Bref, voici la clé pour comprendre la Lune en Capricorne: quand la planète se manifeste au sein du domicile de Saturne, c’est par le biais de ce reflet Cancer au sein d’une « forteresse intérieure » qui la protège mais peut l’emprisonner. Pour éviter cela, deux solutions:

– soit vivre pleinement la dimension sociale du signe, avec sa part de responsabilité: c’est Saturne, exilé sur Terre par Jupiter, qui amène l’âge d’Or.

– soit chercher à renforcer la sensibilité, à permettre de l’assumer pleinement: c’est Isis (Saturne) reconstituant Osiris (la Lune) coupé en morceaux pour le ressusciter.

Ces deux voies ne sont pas incompatibles, et sont peut-être même complémentaires. La première peut mener à une fuite en avant dans la maitrise, et mener à sauver les autres sans pouvoir se sauver soi-même. La deuxième peut risquer un certain égoïsme, mais, surtout, elle est plus compliquée à mettre en œuvre. Bref, à savoir doser en fonction des cas individuels.
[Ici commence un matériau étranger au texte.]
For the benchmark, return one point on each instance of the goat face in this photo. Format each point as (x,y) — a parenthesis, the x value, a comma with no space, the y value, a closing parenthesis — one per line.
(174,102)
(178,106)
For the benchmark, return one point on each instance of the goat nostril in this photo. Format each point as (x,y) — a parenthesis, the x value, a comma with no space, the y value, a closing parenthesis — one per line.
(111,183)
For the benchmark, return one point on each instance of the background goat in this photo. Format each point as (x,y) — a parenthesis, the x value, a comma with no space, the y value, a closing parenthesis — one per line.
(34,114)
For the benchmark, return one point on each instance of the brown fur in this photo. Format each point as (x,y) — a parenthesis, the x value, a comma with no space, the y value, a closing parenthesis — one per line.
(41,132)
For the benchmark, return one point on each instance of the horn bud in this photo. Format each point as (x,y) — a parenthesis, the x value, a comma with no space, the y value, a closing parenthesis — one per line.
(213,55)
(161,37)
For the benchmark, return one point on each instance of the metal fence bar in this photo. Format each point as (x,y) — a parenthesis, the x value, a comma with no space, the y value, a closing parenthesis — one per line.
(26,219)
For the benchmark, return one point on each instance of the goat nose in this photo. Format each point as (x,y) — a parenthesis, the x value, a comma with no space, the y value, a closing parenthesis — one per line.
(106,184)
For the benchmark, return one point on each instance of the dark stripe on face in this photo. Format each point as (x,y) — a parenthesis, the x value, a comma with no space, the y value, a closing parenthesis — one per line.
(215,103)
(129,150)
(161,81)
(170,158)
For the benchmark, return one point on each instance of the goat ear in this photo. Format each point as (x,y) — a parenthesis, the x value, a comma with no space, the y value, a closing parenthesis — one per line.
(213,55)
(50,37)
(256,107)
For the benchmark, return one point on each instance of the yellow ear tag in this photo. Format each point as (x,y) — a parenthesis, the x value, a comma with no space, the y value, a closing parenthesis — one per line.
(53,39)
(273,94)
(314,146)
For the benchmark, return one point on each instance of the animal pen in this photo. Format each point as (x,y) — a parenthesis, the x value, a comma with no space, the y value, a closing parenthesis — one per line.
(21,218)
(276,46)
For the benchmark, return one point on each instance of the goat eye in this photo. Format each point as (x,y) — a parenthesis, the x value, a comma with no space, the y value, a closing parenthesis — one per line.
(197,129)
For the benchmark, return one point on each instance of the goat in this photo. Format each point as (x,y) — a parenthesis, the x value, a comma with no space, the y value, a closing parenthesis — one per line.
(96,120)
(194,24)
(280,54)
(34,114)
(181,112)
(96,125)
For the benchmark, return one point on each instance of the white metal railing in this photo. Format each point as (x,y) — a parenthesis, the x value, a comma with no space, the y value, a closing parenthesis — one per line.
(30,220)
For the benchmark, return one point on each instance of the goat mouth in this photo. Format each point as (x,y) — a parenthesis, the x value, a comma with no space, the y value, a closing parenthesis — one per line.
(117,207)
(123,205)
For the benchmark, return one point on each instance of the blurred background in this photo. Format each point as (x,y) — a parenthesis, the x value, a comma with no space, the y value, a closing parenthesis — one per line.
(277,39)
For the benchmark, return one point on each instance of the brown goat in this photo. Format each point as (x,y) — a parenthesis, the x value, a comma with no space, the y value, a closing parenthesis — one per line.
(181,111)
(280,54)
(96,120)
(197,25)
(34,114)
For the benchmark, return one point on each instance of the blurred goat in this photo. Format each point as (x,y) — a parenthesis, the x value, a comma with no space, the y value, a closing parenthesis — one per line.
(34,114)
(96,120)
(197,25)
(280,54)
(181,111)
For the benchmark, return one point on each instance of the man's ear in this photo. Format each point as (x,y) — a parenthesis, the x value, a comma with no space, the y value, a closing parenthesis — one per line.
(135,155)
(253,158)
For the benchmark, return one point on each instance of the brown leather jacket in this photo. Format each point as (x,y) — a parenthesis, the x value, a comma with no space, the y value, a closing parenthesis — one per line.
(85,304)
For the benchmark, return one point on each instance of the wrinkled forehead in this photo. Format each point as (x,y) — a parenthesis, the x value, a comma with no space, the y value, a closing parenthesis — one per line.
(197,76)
En tous cas, il faut bien voir que, si Saturne le « grand maléfique » recherche la maturité, cela ne signifie certainement pas l’ennui ou la gravité. Au contraire, l’humour est un trait fréquent du capricornien; peut-être parce qu’on ne rit jamais de bon cœur que dans les cimetières, comme disait Pierre Desproges (Lune en Capricorne), mais aussi parce que le côté intemporel du signe (et de la planète) joue à double sens: le saturnien nait vieux, et vieillit jeune. Chez lui, jeunesse et vieillesse ne se succèdent pas: elles cohabitent en permanence.

Le Juge des Enfers

En découvrant pour la première fois le sommaire de la Bible, je fus surpris, et, pour tout dire, ennuyé à l’avance, en découvrant un « livre des Juges ». Qu’est-ce qu’ils vont bien nous raconter,  me disais-je, des cas pratiques de droit à la sauce Âge de Fer? Heureusement, ce n’est pas le cas: prenant place après une conquête pour le moins imparfaite du pays de Canaan par les Israélites, ceux-ci sont entourés de peuples puissants cherchant à conquérir le territoire que Dieu leur avait promis. Aussi celui-ci, pour les défendre, suscite-t-il des héros surpuissants, en cas de danger, pour les sauver; ce sont nos Juges, entre autres le fameux Samson. Malgré cela, Israël ne fut pas satisfait et demanda un roi comme les autres peuples pour tenir lieu de protecteur permanent. Le temps des Juges, hommes providentiels à la mission éphémère, s’achève quand Dieu décide à contrecœur de céder à leurs demandes, alors qu’il souhaitait leur épargner le fardeau d’un gouvernement. Et de fait, la royauté commence sous de mauvais auspices, avec un roi Saül bien imparfait. Le deuxième roi, David, est un des rares à être réellement fidèle; son fils Salomon, malgré sa sagesse proverbiale, tombe dans l’idolâtrie vers la fin de sa vie.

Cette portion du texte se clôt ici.